Dia mengatakan, hilangnya mangrove itu berimplikasi pada hilangnya biota laut yang menjadi sumber penghidupan warga masyarakat sedia kala. Sekarang hutan mangrove di beberapa kawasan pantai pulau Ternate beralih fungsi.
Hutan mangrove yang tumbuh secara alamiah itu hilang digantikan jalan dan bangunan berupa hotel, kawasan ruko dan rumah kos-kosan. Rahmi mengenang, belakang rumahnya dahulu rimbun dengan hutan mangrove. “Tak satupun yang tersisa," ucapnya.
Berdasarkan penelusuran Liputan6.com, data hasil Pusat Penelitian Biologi dan LIPPI menunjukkan hutan mangrove di Ternate ada yang hilang ada yang masih tersisa. Hutan mangrove sepanjang pantai pulau Ternate, bergerombol dan berjejaran dengan ukuran pohon cukup besar.
Hutan mangrove kawasan pantai Ternate merupakan daerah asuhan (nursery ground), daerah mencari makanan (feding ground) dan daerah pemijahan (spawning ground) berbagai jenis biota perairan seperti ikan, udang dan kerang.
Baca Juga
Advertisement
Hutan mangrove di daerah Ternate tumbuh terpencar-pencar di beberapa tempat, ada yang tetap tegak berdiri di pinggir pantai dan ada pula yang bergerombol di belakang garis pantai menyerupai gundukan pasir. Pada jenis mangrove yang ditemukan di kawasan pantai Manggadua, terletak di belakang kawasan pemukiman.
Dari data LIPPI, kondisi hutan mangrove daerah ini masih cukup baik, hanya terancam sampah dan reklamasi pantai. Untuk jenis mangrove di kawasan Manggadua antara lain Sonneratia alba, Rhizophora apiculata, Ipomoea pes-caprae, dan Avicennia marina.
Secara alami hutan mangrove yang mati akibat sampah masih akan pulih kembali, tetapi reklamasi membuat banyak semai atau anakan mangrove itu mati selamanya.
LIPPI menyebutkan, kawasan mangrove pulau Ternate tidak ada yang melebihi 300 meter lebarnya karena kondisi alam pantainya langsung berbatasan dengan tebing terjal. Sehingga kawasan mangrovenya kurang dapat berkembang dengan baik.
Sementara, pada jenis mangrove yang ditemukan di kelurahan Kalumata saat ini tinggal beberapa batang saja, yang tumbuh di pinggir pantai dan pinggiran sungai.
Kawasan yang dahulu sebagai penghasil pasir hitam itu memiliki jenis mangrove yang ditemukan antara lain Sonneratia alba, Hibiscus tiliaceus, Scaevola taccada, Derris trifoliata, Dolichandrone spathacea dan Avicennia marina.

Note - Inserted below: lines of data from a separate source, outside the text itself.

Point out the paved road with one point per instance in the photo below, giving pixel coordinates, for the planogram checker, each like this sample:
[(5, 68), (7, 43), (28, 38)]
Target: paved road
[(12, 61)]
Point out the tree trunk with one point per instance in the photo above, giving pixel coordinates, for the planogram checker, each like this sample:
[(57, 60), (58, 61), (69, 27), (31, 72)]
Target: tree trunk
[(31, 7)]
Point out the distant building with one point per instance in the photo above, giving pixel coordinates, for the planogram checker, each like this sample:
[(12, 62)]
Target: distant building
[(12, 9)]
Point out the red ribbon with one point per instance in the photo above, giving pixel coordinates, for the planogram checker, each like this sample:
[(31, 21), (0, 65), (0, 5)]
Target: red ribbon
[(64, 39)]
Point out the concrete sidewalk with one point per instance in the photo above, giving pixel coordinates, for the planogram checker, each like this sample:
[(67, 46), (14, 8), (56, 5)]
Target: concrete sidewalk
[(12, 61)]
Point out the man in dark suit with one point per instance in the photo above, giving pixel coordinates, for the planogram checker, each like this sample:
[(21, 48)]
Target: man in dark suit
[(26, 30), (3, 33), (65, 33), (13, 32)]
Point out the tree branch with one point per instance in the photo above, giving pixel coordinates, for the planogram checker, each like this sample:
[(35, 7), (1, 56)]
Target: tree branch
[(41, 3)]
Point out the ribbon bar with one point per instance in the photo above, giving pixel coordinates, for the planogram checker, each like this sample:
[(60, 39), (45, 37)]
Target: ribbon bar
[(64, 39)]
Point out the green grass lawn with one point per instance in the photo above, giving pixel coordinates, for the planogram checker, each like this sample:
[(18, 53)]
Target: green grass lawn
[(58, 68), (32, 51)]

Hilangnya mangrove di tempat ini karena adanya reklamasi yang dilakukan. Kini sebagian besar lokasi reklamasi dijadikan pemukiman warga sekitar.

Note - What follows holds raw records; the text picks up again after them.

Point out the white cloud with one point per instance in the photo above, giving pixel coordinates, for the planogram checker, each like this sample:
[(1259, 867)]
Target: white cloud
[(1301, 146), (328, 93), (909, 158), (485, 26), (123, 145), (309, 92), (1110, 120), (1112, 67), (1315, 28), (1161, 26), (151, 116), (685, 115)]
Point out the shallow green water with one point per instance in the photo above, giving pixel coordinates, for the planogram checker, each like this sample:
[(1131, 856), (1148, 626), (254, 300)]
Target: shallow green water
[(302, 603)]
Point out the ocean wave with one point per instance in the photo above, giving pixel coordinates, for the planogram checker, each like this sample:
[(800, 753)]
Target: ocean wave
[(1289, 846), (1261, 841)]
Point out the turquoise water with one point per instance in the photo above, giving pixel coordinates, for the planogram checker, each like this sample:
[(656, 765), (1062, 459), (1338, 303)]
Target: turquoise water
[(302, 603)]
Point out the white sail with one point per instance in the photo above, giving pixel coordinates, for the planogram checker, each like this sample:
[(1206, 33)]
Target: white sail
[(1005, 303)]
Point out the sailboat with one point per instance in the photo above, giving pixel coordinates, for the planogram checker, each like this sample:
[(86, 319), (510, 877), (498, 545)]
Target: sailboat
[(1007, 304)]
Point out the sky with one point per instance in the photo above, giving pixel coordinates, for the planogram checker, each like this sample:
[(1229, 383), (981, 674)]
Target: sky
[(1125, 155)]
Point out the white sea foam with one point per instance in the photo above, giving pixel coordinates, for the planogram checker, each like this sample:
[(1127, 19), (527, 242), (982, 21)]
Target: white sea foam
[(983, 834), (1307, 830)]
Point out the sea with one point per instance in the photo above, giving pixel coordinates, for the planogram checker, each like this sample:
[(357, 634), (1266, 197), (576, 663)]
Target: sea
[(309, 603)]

Mangrove Peredam Gelombang dan Angin Badai
Hutan mangrove selain daerah asuhan dan pemijahan berbagai jenis biota ikan, udang dan kerang, juga berfungsi sebagai peredam gelombang dan angin badai, pelindung pantai dari abrasi, mencegah terjadinya intrusi air laut, penahan lumpur dan perangkap sedimen yang diangkut oleh aliran permukaan.
Keanekaragaman jenis tumbuhan mangrove di pulau Ternate, diakui cukup tinggi. Dari hasil inventarisasi dan eksplorasi di hutan mangrove di beberapa kelurahan, di antaranya seperti Sulamadaha, Takome, Manggadua dan Kelurahan Kalumata, ditemukan 35 jenis mangrove, yang masuk dalam 29 marga dan 23 suku.
Keanekaragaman jenis mangrove Ternate lebih tinggi dibandingkan mangrove lainnya di timur Indonesia, seperti di Muara Siganoi, Sorong Selatan hanya 12 jenis, Bacan, Malut hanya 14 jenis, Morotai, Malut hanya 19 jenis, Pesisir Kayeli, Pulau Buru, hanya 25 jenis, Pulau Nanah dan Pantai Pulau Ombre, Sorong, Iriyan Jaya hanya 25 jenis, dan daerah Samate, Pulau Salawati, Raja Ampat hanya 25 jenis.
Dari jenis-jenis mangrove yang tercatat tersebut, terdapat 16 jenis di antaranya dikategorikan sebagai jenis-jenis mangrove langka, yang ada di pulau Ternate.